Deve-se utilizar o seguinte esquema de tratamento: 1 cp, de 0,5 mg, 1 vez ao dia (do 1 o ao 3 o dia); 1 cp., de 0,5 mg, de 12/12 horas (do 4
o ao 7 o dia); por último, 1 cp. (1 mg) de 12/12 h (a partir do 8 o dia até o final do tratamento). A pessoa deve programar o dia “D” uma semana após o início da vareniclina. Recomenda-se o uso por 12 semanas.
· NORTRIPTILINA
Antidepressivo tricíclico que promove o bloqueio da recaptação de norepinefrina no SNC, aumentando, assim, os seus níveis na fenda sináptica. A sua ação como medicação antitabagismo ainda não está totalmente esclarecida, mas as evidências sugerem que é independente da sua ação antidepressiva. É considerado medicamento de segunda escolha para cessação do tabagismo.
Encontra-se disponível em caixas de 20 cápsulas de 25, 50 ou 75 mg. A dose recomendada é de 75 a 100 mg/dia, em geral por 8 a 12 semanas. A dose deve ser iniciada com 25 a 50 mg/dia, de preferência à noite, e aumentada, gradualmente, se necessário e conforme a tolerância do fumante.
· CLONIDINA
É um medicamento anti-hipertensivo devido ao seu efeito agonista sobre os receptores adrenérgicos α2. Acredita-se que seu efeito antitabagismo esteja relacionado ao alívio dos sintomas da síndrome de abstinência. É pouco utilizado atualmente como medicamento antitabagismo.

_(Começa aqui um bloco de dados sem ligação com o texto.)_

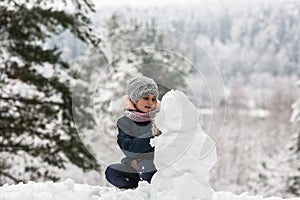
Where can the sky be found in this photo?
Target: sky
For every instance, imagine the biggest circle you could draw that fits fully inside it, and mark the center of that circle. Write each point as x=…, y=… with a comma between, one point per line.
x=141, y=3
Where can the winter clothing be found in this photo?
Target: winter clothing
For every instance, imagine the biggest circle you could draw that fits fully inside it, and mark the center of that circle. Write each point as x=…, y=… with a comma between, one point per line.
x=137, y=116
x=141, y=86
x=133, y=139
x=135, y=131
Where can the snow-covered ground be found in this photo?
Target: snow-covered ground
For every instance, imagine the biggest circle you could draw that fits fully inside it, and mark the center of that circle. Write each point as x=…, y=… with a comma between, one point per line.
x=68, y=190
x=183, y=158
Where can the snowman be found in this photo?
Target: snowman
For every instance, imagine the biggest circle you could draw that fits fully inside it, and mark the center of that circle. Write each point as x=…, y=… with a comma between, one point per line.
x=184, y=154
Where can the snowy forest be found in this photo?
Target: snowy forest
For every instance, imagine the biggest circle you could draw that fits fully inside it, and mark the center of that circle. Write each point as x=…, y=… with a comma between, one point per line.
x=64, y=66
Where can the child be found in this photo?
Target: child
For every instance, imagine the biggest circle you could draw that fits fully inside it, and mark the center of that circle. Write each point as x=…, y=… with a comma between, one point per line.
x=135, y=131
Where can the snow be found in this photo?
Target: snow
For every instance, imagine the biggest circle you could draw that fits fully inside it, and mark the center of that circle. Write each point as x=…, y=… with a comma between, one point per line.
x=184, y=155
x=182, y=162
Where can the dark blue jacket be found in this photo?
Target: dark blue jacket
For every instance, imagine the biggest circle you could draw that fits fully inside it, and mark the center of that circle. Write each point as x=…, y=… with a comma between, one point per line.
x=134, y=139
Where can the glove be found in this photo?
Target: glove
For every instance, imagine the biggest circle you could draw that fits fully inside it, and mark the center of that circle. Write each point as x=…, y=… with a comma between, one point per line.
x=155, y=130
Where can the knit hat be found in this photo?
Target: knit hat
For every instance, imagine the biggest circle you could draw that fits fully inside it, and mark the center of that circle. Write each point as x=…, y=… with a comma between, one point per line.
x=141, y=86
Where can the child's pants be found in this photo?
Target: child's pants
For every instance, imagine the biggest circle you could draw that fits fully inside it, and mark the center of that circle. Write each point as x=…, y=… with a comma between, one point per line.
x=125, y=176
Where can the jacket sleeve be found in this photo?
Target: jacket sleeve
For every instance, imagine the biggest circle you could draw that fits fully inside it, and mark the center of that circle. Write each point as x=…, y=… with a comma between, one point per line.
x=131, y=145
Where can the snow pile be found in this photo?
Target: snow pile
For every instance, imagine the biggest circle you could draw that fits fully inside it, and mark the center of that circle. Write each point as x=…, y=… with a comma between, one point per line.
x=184, y=154
x=68, y=190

Encontra-se disponível em caixas de 30 cápsulas de 0,100; 0,150 ou 0,200 mg. A dose recomendada é de 0,1 mg/dia, com incremento gradual até 0,4 mg/dia. A pessoa deve ser orientada a parar de fumar 2 a 3 dias após o início da medicação, que deve ser prescrita por até 3 a 4 semanas.
OUTROS MÉTODOS
Vários outros métodos vêm sendo preconizados para a cessação do tabagismo, como hipnose, acupuntura, cigarros artificiais sem droga, aromaterapia, entre outros. Não existem, no entanto, evidências científicas suficientes para comprovar a eficácia desses métodos. Dessa forma, nenhum desses métodos é recomendado para a cessação do tabagismo
PROGNÓSTICO
A recaída é frequente, ocorrendo mais comumente nas duas primeiras semanas após a cessação do tabagismo. Isso é reforçado pelo fato de que a maioria dos fumantes necessita de diversas tentativas prévias até obter abstinência contínua e definitiva.
A ocorrência de uma recaída pode resultar no retorno completo à mesma quantidade de cigarros que a pessoa consumia anteriormente ou em uma
quantidade ainda maior; ao mesmo tempo, a recaída pode resultar no reinício do tratamento.

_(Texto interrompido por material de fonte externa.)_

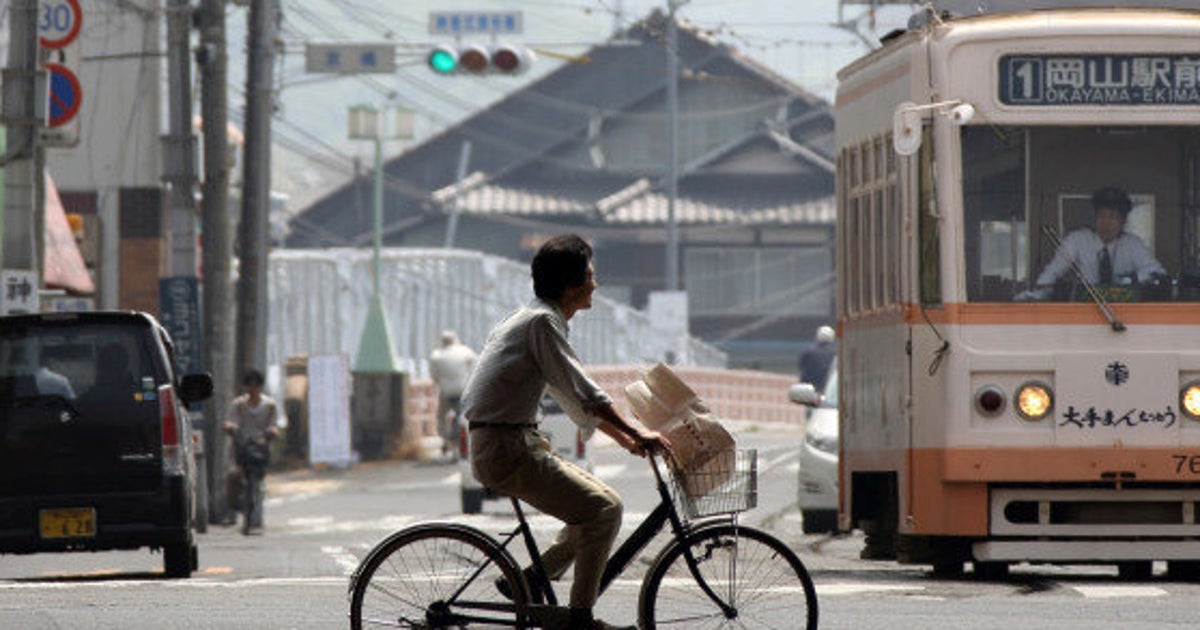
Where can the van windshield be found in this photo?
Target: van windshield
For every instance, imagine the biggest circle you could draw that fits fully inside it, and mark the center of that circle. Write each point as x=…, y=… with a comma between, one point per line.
x=829, y=396
x=99, y=361
x=1126, y=192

Existe também o lapso, que corresponde a um episódio isolado em que a pessoa volta a fumar, como se fosse um deslize, não traduzindo necessariamente uma recaída; por outro lado, uma sucessão de lapsos pode precipitar uma provável recaída.
COMPLICAÇÕES POSSÍVEIS
Muitos indivíduos que param de fumar sem acompanhamento adequado podem evoluir com piora da ansiedade e mesmo com a ocorrência de síndrome de abstinência, que se manifesta por agitação, nervosismo, insônia e dificuldade de concentração.
Outra complicação possível é o ganho de peso, de causa multifatorial (redução do metabolismo, piora da ansiedade, redução da atividade física, aumento da ingesta calórica, necessidade de manipularas mãos com alguma coisa, etc.).

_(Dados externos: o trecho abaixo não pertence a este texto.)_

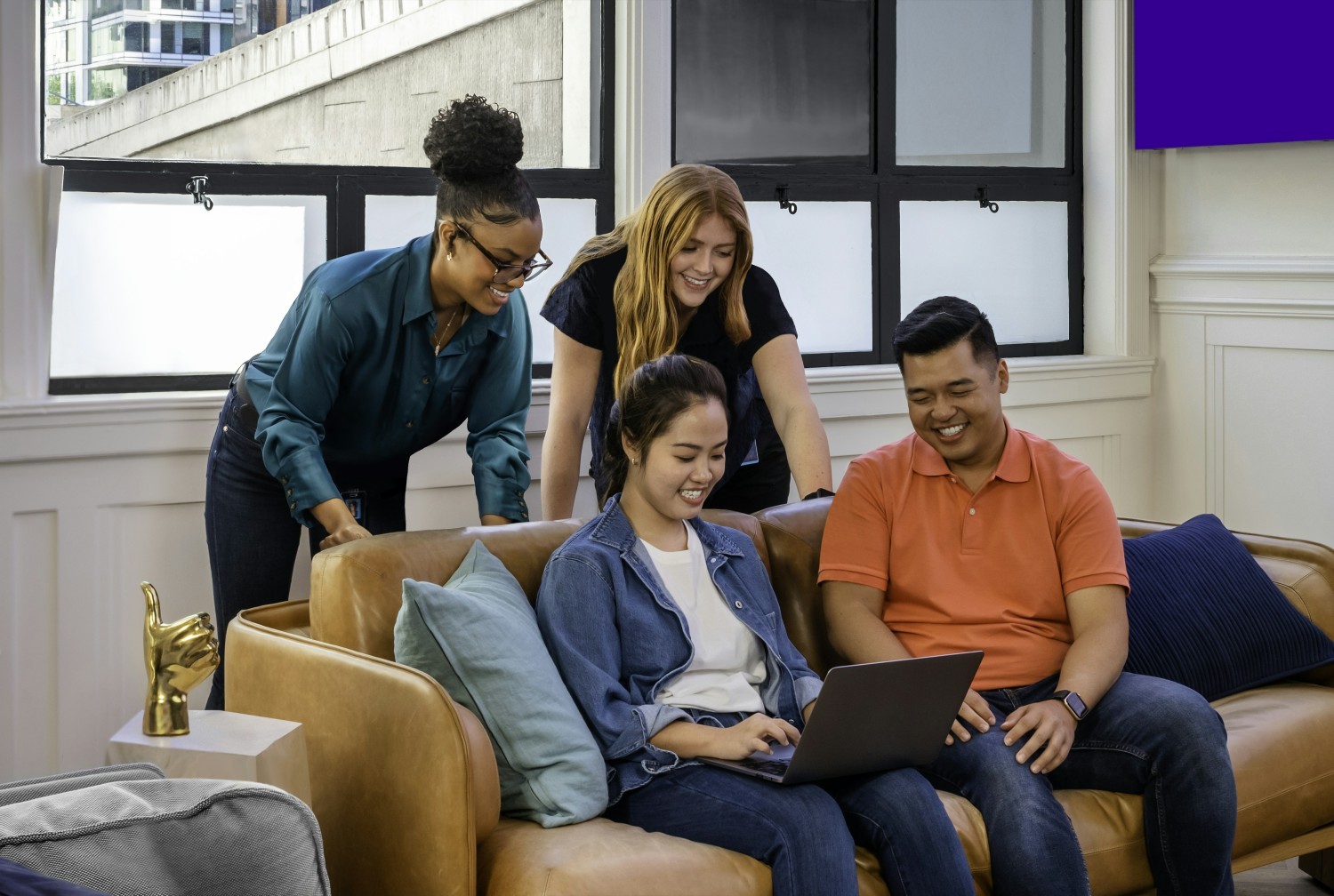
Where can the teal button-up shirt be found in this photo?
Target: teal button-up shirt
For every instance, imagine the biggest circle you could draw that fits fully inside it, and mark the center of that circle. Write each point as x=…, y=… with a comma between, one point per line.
x=351, y=375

A média de ganho de peso situa-se entre 2 a 4 kg, com o ganho ponderal ocorrendo em média nos primeiros 6 meses após a cessação, com tendência a se estabilizar após 1 ano da cessação do tabagismo.
CONSIDERAÇÕES FINAIS
O tabagismo é uma doença crônica, prevalente, com tratamento eficaz disponível. Esta aula teve como foco principal a abordagem do fumante, mas deve-se salientar o papel importante do médico de família e comunidade no controle do tabagismo na população que assiste, atuando seja na prevenção, seja na identificação e tratamento de tabagistas, assim como na educação em relação ao tabagismo passivo.